NEW DELHI, JAN. 17. A sense of unease is developing in the Finance Ministry about the creeping inflation rate which has gone up to 6.09 per cent in the first week of January. The fear is that unless this rising trend is quickly controlled, the well-laid-out plans of the Central Government to woo the voters during elections could come unstuck.

The main concern of the Government is that a rising inflation could seriously undermine the ``feel good factor'' which has practically become the election slogan of the National Democratic Alliance (NDA). The fear is that not only will inflation make the cost of living expensive, but it would also erode the savings of the middle class since most deposit rates are currently below the inflation rate. In other words, the return on investments such as bank deposits and debt bonds have turned negative which could, in turn, negate the feel-good factor in the coming weeks.

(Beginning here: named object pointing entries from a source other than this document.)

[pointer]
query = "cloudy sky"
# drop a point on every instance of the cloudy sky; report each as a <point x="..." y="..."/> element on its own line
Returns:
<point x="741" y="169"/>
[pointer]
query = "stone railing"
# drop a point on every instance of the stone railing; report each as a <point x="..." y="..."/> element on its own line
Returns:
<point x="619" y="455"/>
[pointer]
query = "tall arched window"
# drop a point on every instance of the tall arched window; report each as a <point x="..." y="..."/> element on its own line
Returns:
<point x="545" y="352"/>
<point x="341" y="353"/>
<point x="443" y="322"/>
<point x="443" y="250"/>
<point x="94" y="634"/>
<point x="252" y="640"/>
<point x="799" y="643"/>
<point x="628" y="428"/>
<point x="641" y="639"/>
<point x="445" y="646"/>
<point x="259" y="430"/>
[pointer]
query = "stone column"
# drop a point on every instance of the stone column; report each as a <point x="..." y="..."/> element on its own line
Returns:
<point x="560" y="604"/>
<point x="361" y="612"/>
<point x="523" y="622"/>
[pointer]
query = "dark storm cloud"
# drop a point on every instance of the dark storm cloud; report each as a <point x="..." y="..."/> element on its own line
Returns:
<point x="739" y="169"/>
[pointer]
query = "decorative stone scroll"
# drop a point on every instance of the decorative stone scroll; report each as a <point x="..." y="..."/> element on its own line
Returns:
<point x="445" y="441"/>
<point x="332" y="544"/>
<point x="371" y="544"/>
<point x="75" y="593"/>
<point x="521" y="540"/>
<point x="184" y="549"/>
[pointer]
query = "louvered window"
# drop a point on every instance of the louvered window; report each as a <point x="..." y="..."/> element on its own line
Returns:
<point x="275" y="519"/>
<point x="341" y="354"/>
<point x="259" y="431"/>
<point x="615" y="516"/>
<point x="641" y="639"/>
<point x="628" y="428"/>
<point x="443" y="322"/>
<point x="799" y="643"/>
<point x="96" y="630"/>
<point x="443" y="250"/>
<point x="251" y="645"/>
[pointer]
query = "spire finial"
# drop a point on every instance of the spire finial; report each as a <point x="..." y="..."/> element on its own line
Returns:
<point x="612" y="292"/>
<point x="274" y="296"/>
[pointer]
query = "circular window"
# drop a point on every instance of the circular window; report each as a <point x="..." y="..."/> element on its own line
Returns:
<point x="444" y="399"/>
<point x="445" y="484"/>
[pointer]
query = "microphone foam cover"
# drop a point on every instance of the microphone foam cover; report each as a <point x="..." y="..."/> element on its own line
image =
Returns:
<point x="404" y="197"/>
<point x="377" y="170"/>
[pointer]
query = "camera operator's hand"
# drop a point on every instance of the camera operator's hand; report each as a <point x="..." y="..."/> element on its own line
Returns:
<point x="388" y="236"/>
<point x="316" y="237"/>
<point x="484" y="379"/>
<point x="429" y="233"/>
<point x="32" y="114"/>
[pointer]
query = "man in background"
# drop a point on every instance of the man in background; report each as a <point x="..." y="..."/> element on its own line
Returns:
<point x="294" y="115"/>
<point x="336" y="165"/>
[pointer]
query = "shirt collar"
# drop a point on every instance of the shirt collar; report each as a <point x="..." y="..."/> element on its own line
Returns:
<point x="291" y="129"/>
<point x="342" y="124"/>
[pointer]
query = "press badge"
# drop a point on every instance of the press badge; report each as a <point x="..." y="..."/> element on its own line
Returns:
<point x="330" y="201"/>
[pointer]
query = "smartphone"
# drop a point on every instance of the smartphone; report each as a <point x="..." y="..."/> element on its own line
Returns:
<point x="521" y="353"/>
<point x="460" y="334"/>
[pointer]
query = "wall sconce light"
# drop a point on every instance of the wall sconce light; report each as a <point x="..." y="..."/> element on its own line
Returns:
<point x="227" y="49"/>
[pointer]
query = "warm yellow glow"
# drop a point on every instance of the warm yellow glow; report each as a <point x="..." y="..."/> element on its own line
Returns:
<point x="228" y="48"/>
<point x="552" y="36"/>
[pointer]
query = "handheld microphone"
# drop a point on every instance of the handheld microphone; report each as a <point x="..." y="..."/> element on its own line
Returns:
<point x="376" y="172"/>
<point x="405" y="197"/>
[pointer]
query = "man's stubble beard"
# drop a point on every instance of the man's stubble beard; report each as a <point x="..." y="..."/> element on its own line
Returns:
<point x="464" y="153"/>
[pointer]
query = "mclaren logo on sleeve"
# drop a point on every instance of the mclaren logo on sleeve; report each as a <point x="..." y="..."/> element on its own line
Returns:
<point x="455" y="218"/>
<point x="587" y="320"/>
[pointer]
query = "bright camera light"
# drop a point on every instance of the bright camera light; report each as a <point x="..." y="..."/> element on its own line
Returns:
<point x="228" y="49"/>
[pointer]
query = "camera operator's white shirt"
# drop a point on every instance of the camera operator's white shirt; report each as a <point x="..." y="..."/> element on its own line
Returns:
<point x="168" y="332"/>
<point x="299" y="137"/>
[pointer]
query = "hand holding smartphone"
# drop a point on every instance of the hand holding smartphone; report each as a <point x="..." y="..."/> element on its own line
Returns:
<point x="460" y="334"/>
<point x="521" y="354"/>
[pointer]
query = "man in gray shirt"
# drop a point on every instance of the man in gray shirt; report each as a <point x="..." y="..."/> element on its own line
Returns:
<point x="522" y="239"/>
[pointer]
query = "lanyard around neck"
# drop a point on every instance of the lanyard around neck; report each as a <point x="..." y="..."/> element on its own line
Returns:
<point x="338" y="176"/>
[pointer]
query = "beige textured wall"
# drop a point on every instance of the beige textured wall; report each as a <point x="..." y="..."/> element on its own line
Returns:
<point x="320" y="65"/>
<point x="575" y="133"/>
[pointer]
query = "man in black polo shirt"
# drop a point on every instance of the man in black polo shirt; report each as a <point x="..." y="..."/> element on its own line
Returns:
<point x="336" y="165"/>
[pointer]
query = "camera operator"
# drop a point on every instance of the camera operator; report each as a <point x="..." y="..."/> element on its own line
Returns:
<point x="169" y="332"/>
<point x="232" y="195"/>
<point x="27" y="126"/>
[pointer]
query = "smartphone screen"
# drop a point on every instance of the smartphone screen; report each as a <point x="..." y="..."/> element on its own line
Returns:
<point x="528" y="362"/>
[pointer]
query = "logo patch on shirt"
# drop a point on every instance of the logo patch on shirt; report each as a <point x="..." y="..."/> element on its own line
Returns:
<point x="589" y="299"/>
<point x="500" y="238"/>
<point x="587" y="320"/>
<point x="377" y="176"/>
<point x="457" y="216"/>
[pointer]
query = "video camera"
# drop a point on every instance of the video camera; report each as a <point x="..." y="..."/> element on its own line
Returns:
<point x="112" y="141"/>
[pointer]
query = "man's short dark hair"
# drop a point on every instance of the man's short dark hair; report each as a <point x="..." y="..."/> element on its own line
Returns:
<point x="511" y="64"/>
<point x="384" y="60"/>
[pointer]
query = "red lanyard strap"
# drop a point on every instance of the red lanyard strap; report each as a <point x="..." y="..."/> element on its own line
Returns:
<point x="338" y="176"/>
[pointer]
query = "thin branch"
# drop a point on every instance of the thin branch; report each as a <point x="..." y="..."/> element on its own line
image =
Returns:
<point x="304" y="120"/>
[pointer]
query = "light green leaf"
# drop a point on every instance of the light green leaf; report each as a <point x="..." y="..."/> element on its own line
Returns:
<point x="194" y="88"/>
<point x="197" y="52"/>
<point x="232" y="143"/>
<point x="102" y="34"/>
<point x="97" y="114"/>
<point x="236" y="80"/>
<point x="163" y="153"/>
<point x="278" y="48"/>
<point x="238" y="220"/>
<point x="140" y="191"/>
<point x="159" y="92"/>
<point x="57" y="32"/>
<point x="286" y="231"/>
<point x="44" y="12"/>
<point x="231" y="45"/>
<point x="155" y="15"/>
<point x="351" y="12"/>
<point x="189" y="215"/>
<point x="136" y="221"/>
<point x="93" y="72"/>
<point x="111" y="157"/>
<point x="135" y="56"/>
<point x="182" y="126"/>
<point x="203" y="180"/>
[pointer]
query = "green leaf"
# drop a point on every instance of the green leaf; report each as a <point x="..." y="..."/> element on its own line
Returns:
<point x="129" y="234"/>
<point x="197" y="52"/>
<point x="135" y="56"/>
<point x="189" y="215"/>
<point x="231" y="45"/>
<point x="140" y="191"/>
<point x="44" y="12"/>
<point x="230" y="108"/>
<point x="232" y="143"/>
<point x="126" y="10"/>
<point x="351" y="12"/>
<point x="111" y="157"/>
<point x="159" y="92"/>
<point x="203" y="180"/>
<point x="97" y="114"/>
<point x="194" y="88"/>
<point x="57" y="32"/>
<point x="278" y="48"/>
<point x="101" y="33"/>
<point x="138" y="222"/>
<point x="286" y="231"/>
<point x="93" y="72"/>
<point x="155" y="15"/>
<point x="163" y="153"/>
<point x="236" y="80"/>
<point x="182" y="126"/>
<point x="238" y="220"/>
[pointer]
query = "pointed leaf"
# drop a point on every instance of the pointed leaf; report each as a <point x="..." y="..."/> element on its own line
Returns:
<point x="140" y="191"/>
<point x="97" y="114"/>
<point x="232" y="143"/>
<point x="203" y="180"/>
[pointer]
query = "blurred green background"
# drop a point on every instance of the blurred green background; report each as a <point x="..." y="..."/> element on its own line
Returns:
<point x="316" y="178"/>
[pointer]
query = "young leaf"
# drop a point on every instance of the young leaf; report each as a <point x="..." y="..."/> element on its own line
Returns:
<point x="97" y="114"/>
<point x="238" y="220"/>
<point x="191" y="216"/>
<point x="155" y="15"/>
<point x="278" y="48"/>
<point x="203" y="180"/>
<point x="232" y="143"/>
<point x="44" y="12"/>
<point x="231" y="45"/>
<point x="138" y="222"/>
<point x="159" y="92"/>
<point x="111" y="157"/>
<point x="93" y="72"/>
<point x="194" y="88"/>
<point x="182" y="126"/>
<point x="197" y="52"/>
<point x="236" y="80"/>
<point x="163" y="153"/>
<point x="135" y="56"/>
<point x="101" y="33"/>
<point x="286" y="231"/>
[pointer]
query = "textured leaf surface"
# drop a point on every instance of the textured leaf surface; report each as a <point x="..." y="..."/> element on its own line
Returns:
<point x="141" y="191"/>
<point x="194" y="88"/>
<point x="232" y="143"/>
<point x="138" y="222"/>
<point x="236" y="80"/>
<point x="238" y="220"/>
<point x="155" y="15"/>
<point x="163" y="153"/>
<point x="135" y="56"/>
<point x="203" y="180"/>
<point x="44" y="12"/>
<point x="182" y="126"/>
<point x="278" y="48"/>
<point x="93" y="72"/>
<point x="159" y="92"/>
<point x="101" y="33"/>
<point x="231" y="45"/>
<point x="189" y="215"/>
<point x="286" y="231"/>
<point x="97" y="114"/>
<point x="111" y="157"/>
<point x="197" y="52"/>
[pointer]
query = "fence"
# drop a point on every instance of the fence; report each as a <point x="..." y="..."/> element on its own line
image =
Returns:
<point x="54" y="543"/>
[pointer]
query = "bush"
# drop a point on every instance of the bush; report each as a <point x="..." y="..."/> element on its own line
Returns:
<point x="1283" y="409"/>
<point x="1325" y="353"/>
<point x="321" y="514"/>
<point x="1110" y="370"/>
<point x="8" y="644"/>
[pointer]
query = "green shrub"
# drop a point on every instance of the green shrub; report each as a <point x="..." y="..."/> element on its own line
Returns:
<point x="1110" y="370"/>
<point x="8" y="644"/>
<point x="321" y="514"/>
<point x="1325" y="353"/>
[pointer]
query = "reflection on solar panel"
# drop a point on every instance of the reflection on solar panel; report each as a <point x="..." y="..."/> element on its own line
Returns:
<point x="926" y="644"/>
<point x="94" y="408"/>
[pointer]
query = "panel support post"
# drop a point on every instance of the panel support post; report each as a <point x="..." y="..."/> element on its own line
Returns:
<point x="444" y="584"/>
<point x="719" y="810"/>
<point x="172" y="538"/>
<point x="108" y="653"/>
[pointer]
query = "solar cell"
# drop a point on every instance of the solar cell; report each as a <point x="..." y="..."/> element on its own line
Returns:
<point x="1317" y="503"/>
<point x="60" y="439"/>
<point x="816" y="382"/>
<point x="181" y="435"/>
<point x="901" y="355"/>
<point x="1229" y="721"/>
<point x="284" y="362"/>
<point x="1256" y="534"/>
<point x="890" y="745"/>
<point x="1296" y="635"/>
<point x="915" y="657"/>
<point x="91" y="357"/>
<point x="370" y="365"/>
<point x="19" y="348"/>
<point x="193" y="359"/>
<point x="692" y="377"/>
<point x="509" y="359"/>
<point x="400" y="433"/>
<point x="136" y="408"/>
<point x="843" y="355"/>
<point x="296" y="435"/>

For the middle class, inflation has systematically been eating into its savings since last year. The annual rate of inflation was 6.7 per cent in April 2003 and after that it continued in the range of 6.3-6.9 per cent for nearly two months. It did decline to around four per cent in August but soon climbed back to five per cent and more since September. In fact, inflation has risen further since November last year and has now gone back to the six per cent plus range.

For the salaried and middle classes, returns on savings are a big concern since most households now have some disposable income for savings and for investment towards a secure future. With the small investor continuing to stay away from the stock markets despite the unprecedented rise in the Sensex, savings and secured returns continue to be the mainstay for this section of the population which also happens to be the largest vote bank of the Bhartiya Janata Party (BJP).

The Government's worry arises from two factors. While the rise in inflation in the last two months has been mainly on account of fruits, vegetables, mineral oils, fuels and cotton textiles, the official expectation is that this rise would subside in line with cyclic behaviour. But what is out of the Government's control is the firming up of international oil prices.

The average price of the OPEC (Organisation of Petroleum Exporting Countries) basket had reached $29.5 per barrel at the end of 2003 while U. S. prices are hovering around $ 32 a barrel. Thus, global oil prices are about 10 per cent higher than what they were in early November and what is worse, the outlook for oil prices in the short term remains uncertain.

Secondly, a possible upward pressure, led by increases in commodity prices, has replaced the fear of deflation in the advanced economies. Therefore, these international developments enhance the possibility of `international transmission of inflation,' as the RBI Governor, Y. V. Reddy, put it recently.

Against this backdrop, the Finance Ministry has promised some corrective measures. One could be the flooding of the market with agricultural produce once the harvesting season begins and the second could be to keep a lid on petrol and diesel prices till elections are over.